552 Efficient Identification of Patients from Healthcare Facilities (HFs) for Infection Control Surveillance

Sunday, April 3, 2011
Trinity Ballroom (Hilton Anatole)
Kavitha K. Prabaker, MD , Rush University Medical Center and John H. Stroger, Jr. Hospital of Cook County, Chicago, IL
Mary K. Hayden, MD , Rush University Medical Center, Chicago, IL
Robert A. Weinstein, MD , John H. Stroger, Jr. Hospital of Cook County and Rush University Medical Center, Chicago, IL
Michael Y. Lin, MD, MPH , Rush University Medical Center, Chicago, IL
Background: Prior exposure to HFs is an important risk factor for carriage of multidrug-resistant organisms (MDROs). Rapid identification of patients transferred from other HFs supports infection control activities such as active surveillance and preemptive Contact Precautions but frequently requires manual chart review.

Objective: To develop and validate a novel Point of Origin Flag (POF) based on standard hospital administrative codes to efficiently identify patients admitted from long-term and acute HFs.

Methods: We identified a universal “point of origin” hospital code that categorizes a patient’s immediate location prior to admission as HF versus non-HF and that is required for billing claims in all hospitals (form UB-04). This code is assigned within 24 hours of a patient’s admission using bed reservation and ambulance report form records. We used the code to generate our POF, which can be readily accessed by medical providers and infection control staff in the electronic patient chart. We defined the following institutions as HFs: acute care hospitals, emergency departments, long-term acute care hospitals (LTACHs), and skilled nursing facilities (SNFs); all others were considered non-HFs.

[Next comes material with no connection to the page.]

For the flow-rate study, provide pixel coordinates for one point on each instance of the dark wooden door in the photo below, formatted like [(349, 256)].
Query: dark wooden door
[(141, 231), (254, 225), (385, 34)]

In a cross-sectional prospective study of randomly selected adult inpatients at a 676-bed urban academic medical center from July - August 2010, we validated the POF against a gold standard of patient-reported point of origin. Test performance measures (Kappa statistic, sensitivity, specificity, positive predictive value [PPV] and negative predictive value [NPV]) were calculated for the POF. The accuracy of the POF was compared to another commonly used source of admissions information, the physician history and physical (H&P).

Results: Among 523 patients included in the study, 85 (16%) patients self-reported as being admitted from another HF. Compared to the gold standard, the POF had a sensitivity of 86% (95% confidence interval [CI], 77 to 92%), specificity of 98% (CI 97 to 99), PPV of 91%, and NPV of 97%. The overall kappa was 0.86. The H&P had a sensitivity of 75% (CI 65 to 84), a specificity of 98% (CI 96 to 99), a PPV of 88%, and a NPV of 95%. For identifying patients from SNFs alone, the sensitivity of the POF and H&P were 50% (CI 23 to 77) and 71% (CI 42 to 92), respectively. For identifying patients from acute hospitals and LTACHs, the sensitivity of the POF and H&P were 93% (CI 84 to 98) and 76% (CI 64 to 85), respectively.

Conclusions: The POF is an accurate, efficient, and easily implemented method of identifying adult inpatients admitted from a healthcare facility; its performance is comparable to H&P review but requires less time and effort. The lower sensitivity of the POF for patients from SNFs reflects their more diverse points of entry at our institution compared to those from LTACHs and acute hospitals. This tool can increase infection control situational awareness by identifying patients at high risk for MDROs.